Political polling faces a crisis of confidence. Major news outlets repeatedly ask “What’s the matter with polling?” after major misses like the Bernie Sanders’s primary upset in Michigan, where he beat Hillary Clinton 50–48 despite the fact that she was leading by up to 20 points in reputable polls. There is, however, hope for a polling renaissance thanks to online questionnaires and advanced statistical methods, some of which we are employing during the 2016 cycle. These approaches can take snapshots of the electorate and produce a balanced and accurate election prediction. Using this strategy, web companies may soon use these methods to offer a plausible and accurate alternative to traditional phone polling.
So, what truly is the matter with current polling (if anything)?
In a nutshell, less and less people are answering their phones when pollsters call, and young voters are doing so even less than their parents. Currently, most pollsters try to contact a group of people who look demographically similar to the population as a whole, and with a few adjustments, this sample can offer an accurate picture of how the country or state intends to vote.
To gather this representative sample, many pollsters have relied on calling random landline numbers, under the assumption that if you dial enough numbers the people you call will not have any demographic biases, like being older or whiter or poorer than the true population.

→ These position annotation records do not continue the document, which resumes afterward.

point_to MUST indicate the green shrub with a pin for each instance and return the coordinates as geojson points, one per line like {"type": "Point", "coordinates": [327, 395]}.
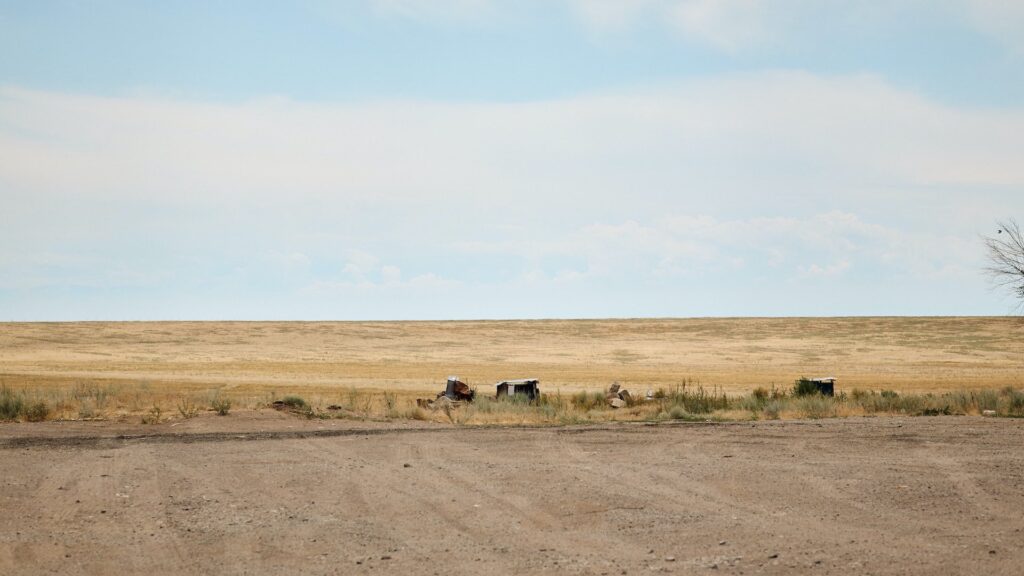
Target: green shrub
{"type": "Point", "coordinates": [697, 401]}
{"type": "Point", "coordinates": [587, 401]}
{"type": "Point", "coordinates": [37, 411]}
{"type": "Point", "coordinates": [772, 409]}
{"type": "Point", "coordinates": [11, 404]}
{"type": "Point", "coordinates": [294, 402]}
{"type": "Point", "coordinates": [187, 408]}
{"type": "Point", "coordinates": [220, 405]}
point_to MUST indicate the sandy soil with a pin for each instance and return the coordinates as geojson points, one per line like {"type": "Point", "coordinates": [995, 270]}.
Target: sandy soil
{"type": "Point", "coordinates": [271, 494]}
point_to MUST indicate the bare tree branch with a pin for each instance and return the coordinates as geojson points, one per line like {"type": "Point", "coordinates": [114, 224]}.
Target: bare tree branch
{"type": "Point", "coordinates": [1006, 257]}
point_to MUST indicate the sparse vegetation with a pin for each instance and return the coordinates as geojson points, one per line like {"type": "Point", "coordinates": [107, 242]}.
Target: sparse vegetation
{"type": "Point", "coordinates": [11, 404]}
{"type": "Point", "coordinates": [686, 401]}
{"type": "Point", "coordinates": [222, 406]}
{"type": "Point", "coordinates": [153, 416]}
{"type": "Point", "coordinates": [186, 407]}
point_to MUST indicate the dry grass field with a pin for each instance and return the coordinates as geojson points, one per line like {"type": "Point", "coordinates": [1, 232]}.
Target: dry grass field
{"type": "Point", "coordinates": [138, 362]}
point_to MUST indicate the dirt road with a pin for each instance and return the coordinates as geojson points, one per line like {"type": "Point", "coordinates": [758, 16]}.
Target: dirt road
{"type": "Point", "coordinates": [275, 495]}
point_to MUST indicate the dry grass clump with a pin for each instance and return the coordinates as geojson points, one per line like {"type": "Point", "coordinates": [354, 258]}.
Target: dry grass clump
{"type": "Point", "coordinates": [686, 401]}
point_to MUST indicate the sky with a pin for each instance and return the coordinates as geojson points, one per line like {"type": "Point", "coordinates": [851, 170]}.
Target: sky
{"type": "Point", "coordinates": [486, 159]}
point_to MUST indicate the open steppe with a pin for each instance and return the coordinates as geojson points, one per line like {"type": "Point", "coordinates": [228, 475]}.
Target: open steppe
{"type": "Point", "coordinates": [903, 354]}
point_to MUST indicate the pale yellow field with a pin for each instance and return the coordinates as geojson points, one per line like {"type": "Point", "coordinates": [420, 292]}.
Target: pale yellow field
{"type": "Point", "coordinates": [736, 355]}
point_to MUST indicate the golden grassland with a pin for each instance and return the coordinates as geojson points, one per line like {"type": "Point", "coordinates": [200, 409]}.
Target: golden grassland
{"type": "Point", "coordinates": [110, 369]}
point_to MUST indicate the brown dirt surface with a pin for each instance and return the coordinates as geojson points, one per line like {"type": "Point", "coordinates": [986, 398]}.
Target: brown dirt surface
{"type": "Point", "coordinates": [268, 493]}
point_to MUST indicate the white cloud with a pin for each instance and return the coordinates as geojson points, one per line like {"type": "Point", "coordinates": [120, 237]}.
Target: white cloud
{"type": "Point", "coordinates": [1004, 19]}
{"type": "Point", "coordinates": [778, 172]}
{"type": "Point", "coordinates": [735, 26]}
{"type": "Point", "coordinates": [434, 10]}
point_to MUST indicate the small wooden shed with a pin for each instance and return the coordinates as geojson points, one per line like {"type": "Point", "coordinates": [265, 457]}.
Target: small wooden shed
{"type": "Point", "coordinates": [528, 387]}
{"type": "Point", "coordinates": [826, 385]}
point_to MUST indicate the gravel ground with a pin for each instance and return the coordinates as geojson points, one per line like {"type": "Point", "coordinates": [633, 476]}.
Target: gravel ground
{"type": "Point", "coordinates": [271, 494]}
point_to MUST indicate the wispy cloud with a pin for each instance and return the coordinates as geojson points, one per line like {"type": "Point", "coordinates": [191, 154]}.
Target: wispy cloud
{"type": "Point", "coordinates": [782, 173]}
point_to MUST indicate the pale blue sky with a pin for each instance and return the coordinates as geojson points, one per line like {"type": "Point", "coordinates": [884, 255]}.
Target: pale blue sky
{"type": "Point", "coordinates": [414, 159]}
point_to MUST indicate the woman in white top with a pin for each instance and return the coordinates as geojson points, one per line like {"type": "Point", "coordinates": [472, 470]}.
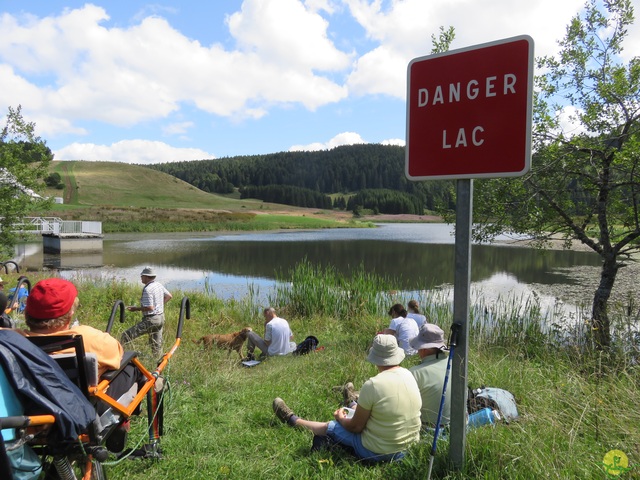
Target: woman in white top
{"type": "Point", "coordinates": [403, 328]}
{"type": "Point", "coordinates": [414, 312]}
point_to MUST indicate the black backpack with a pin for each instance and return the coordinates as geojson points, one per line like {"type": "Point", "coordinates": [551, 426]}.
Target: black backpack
{"type": "Point", "coordinates": [309, 344]}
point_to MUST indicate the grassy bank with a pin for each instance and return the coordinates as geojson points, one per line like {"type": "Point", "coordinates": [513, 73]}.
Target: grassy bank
{"type": "Point", "coordinates": [575, 405]}
{"type": "Point", "coordinates": [131, 198]}
{"type": "Point", "coordinates": [148, 220]}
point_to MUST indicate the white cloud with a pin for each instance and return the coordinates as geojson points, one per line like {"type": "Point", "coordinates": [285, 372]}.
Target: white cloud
{"type": "Point", "coordinates": [130, 151]}
{"type": "Point", "coordinates": [124, 76]}
{"type": "Point", "coordinates": [345, 138]}
{"type": "Point", "coordinates": [177, 128]}
{"type": "Point", "coordinates": [570, 125]}
{"type": "Point", "coordinates": [404, 28]}
{"type": "Point", "coordinates": [394, 141]}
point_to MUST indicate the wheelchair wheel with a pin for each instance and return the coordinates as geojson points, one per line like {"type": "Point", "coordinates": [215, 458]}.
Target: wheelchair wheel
{"type": "Point", "coordinates": [97, 471]}
{"type": "Point", "coordinates": [66, 468]}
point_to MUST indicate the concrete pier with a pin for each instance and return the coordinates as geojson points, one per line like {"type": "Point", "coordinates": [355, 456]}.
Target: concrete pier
{"type": "Point", "coordinates": [71, 242]}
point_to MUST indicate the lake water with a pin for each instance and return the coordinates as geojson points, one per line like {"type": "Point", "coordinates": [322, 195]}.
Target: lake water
{"type": "Point", "coordinates": [420, 256]}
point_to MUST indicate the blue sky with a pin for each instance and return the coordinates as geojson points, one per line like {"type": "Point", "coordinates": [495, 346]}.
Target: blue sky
{"type": "Point", "coordinates": [142, 82]}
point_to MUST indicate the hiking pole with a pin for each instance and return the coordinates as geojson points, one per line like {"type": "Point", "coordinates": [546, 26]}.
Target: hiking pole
{"type": "Point", "coordinates": [455, 328]}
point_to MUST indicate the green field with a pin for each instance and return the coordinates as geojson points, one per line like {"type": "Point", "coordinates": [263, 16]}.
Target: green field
{"type": "Point", "coordinates": [132, 198]}
{"type": "Point", "coordinates": [575, 405]}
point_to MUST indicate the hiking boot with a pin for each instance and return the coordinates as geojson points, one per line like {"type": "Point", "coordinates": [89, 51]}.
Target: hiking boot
{"type": "Point", "coordinates": [349, 394]}
{"type": "Point", "coordinates": [249, 358]}
{"type": "Point", "coordinates": [282, 411]}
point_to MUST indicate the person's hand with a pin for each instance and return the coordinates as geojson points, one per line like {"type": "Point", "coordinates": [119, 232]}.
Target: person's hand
{"type": "Point", "coordinates": [340, 414]}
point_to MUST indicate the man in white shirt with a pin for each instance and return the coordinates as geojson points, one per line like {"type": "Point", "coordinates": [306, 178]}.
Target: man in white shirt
{"type": "Point", "coordinates": [152, 301]}
{"type": "Point", "coordinates": [277, 336]}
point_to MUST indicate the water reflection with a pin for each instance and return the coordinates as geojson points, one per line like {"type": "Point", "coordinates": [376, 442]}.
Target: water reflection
{"type": "Point", "coordinates": [420, 256]}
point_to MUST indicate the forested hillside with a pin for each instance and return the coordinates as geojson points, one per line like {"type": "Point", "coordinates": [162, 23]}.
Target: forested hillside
{"type": "Point", "coordinates": [347, 170]}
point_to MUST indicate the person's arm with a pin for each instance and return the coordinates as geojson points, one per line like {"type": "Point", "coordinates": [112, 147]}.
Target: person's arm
{"type": "Point", "coordinates": [268, 334]}
{"type": "Point", "coordinates": [167, 295]}
{"type": "Point", "coordinates": [356, 423]}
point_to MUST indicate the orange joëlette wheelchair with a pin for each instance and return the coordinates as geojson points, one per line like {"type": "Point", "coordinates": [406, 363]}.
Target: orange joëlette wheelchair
{"type": "Point", "coordinates": [49, 421]}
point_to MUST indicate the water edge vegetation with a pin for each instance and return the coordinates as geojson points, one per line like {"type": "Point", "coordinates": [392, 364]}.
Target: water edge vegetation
{"type": "Point", "coordinates": [576, 403]}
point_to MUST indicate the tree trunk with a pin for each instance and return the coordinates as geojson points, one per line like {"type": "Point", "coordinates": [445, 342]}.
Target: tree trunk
{"type": "Point", "coordinates": [599, 314]}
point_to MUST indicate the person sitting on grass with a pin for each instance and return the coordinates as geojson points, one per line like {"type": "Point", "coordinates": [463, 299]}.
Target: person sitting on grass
{"type": "Point", "coordinates": [277, 337]}
{"type": "Point", "coordinates": [414, 312]}
{"type": "Point", "coordinates": [386, 420]}
{"type": "Point", "coordinates": [430, 373]}
{"type": "Point", "coordinates": [402, 328]}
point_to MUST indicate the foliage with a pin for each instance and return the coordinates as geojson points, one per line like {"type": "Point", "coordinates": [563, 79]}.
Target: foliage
{"type": "Point", "coordinates": [219, 422]}
{"type": "Point", "coordinates": [443, 42]}
{"type": "Point", "coordinates": [584, 178]}
{"type": "Point", "coordinates": [343, 169]}
{"type": "Point", "coordinates": [24, 160]}
{"type": "Point", "coordinates": [387, 201]}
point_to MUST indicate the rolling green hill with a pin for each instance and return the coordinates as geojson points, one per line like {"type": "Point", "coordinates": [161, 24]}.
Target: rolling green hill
{"type": "Point", "coordinates": [124, 185]}
{"type": "Point", "coordinates": [131, 198]}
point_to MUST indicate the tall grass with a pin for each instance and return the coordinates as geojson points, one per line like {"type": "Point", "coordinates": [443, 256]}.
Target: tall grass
{"type": "Point", "coordinates": [575, 404]}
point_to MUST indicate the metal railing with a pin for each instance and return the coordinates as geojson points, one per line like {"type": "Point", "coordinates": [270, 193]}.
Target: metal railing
{"type": "Point", "coordinates": [57, 226]}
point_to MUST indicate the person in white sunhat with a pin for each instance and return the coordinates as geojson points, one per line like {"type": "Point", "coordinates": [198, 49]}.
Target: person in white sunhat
{"type": "Point", "coordinates": [386, 420]}
{"type": "Point", "coordinates": [277, 340]}
{"type": "Point", "coordinates": [430, 373]}
{"type": "Point", "coordinates": [154, 296]}
{"type": "Point", "coordinates": [402, 327]}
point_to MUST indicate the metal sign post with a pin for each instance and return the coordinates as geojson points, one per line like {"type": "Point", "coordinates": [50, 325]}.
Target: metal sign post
{"type": "Point", "coordinates": [469, 115]}
{"type": "Point", "coordinates": [461, 282]}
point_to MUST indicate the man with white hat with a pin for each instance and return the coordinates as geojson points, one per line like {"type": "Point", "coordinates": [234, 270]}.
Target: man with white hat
{"type": "Point", "coordinates": [386, 420]}
{"type": "Point", "coordinates": [430, 373]}
{"type": "Point", "coordinates": [154, 296]}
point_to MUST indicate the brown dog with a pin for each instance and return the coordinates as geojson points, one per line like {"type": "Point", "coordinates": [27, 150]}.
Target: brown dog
{"type": "Point", "coordinates": [230, 341]}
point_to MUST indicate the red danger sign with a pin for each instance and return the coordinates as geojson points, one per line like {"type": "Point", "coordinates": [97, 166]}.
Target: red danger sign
{"type": "Point", "coordinates": [469, 112]}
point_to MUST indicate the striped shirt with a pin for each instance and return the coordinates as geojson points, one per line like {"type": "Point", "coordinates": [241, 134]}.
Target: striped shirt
{"type": "Point", "coordinates": [153, 296]}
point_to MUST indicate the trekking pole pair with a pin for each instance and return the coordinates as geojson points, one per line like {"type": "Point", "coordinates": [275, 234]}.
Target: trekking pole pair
{"type": "Point", "coordinates": [455, 328]}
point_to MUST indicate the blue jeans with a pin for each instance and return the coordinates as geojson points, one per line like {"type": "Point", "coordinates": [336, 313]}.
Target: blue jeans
{"type": "Point", "coordinates": [338, 434]}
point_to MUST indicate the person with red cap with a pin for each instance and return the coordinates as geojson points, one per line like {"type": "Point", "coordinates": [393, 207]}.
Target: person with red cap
{"type": "Point", "coordinates": [50, 309]}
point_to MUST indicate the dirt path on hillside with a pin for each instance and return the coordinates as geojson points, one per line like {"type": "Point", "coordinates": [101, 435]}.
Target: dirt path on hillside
{"type": "Point", "coordinates": [68, 185]}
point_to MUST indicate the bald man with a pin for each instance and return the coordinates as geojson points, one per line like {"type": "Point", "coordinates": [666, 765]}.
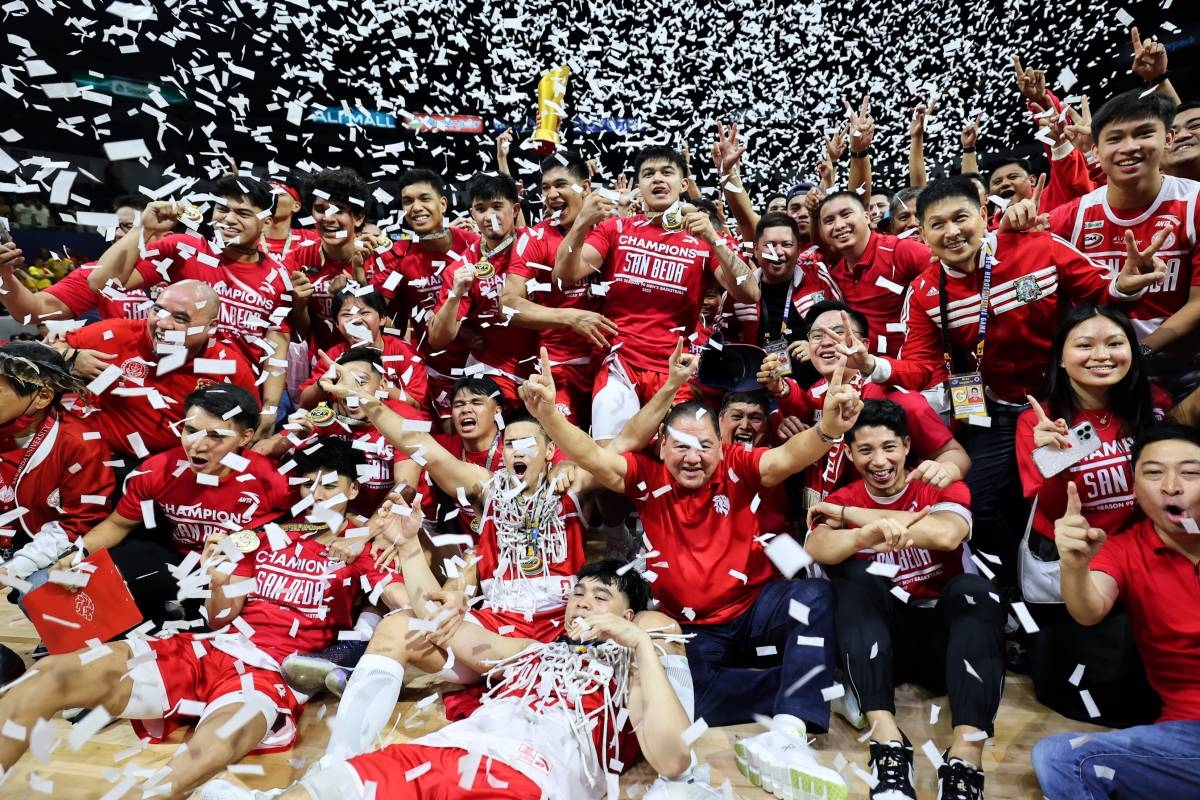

Others, like our firm, use list-based sampling methods to ensure quality.
However, fewer and fewer Americans have landlines, and even fewer under-35 voters still use them, so this strategy now struggles to produce accurate snapshots of the general population. Calling cell phones can offer a somewhat more representative sample, but connection rates are difficult and the cost of manually calling large number of cellphones is much higher. As a result, ensuring accurate results in polling has become more and more expensive.
Internet surveys offer a promising possible solution to these problems.
New research from Professor Andrew Gellman and coauthors out of Columbia University and Microsoft shows that cheap, non-representative internet polling with rich demographic information can produce results that are as accurate as the most expensive traditional polling. In their experiment, the authors conducted surveys via Xbox in the lead up to the 2012 election. Obviously, people who answer surveys via Xbox do not look like the general population any more than people who still have landlines. The distinct advantage is that these cheaper online surveys can collect many more responses than traditional phone polls. As a result, the researchers were able to ask the requisite demographic questions to accurately translate these results to the wider population.
The ability to project these polls onto the wider electorate is the key advantage of online surveys. In the Xbox poll, the authors asked for the usual demographic information like race and gender, but also attitudinal questions like whether the respondent identified as liberal or conservative and who they voted for in the 2008 election. This allowed the researchers to chop up the Xbox sample into remarkably small groups based on these characteristics and use a statistical method call multilevel regressions and post-estimation (MRP) to figure out how each of these small groups felt about the 2012 election. Even though there were few older women in the sample, the authors still managed to estimate the preferences of this group to within one percent of national exit poll estimates. The authors then used 2008 exit polls to figure out how many people from each group actually resided in the general population, and combined these exit polls with the Xbox survey data to predict the overall election results.
This approach compared favorably to leading traditional polls and the actual election results. As the following figure shows, the Xbox survey roughly aligned with an average of leading presidential polls in the 45 days before the 2012 election and in the final run up to Election Day the Xbox survey was closer to the final result than traditional polling.
This approach produced accurate, low cost results even though the Xbox poll was likely less representative of the general population than traditional polling. While the poll did capture more young voters than traditional methods, this was not the key to their success. Rather, the rich demographic data allowed the authors to thoroughly correct for the differences between their sample and the general population.
These results are more than academic abstractions — they offer a viable path forward for groups who wish to test an alternative to the rising cost of traditional polling methods. The chase for representative samples is getting harder and harder since there are so few technologies which the whole country uses in equal amounts, but these sorts of demographically rich non-representative samples offers a viable alternative. If there is sufficient enthusiasm and understanding from political campaign and corporations, internet giants such as Google and its Google Consumer Surveys division could soon offer the type of cheap, Xbox-style polling data which statisticians can turn into accurate, representative results. If a web company manages to fully embrace the potential of this method, accurate polling may soon be a much cheaper and more accessible option for everyone from local campaigns to major national brands.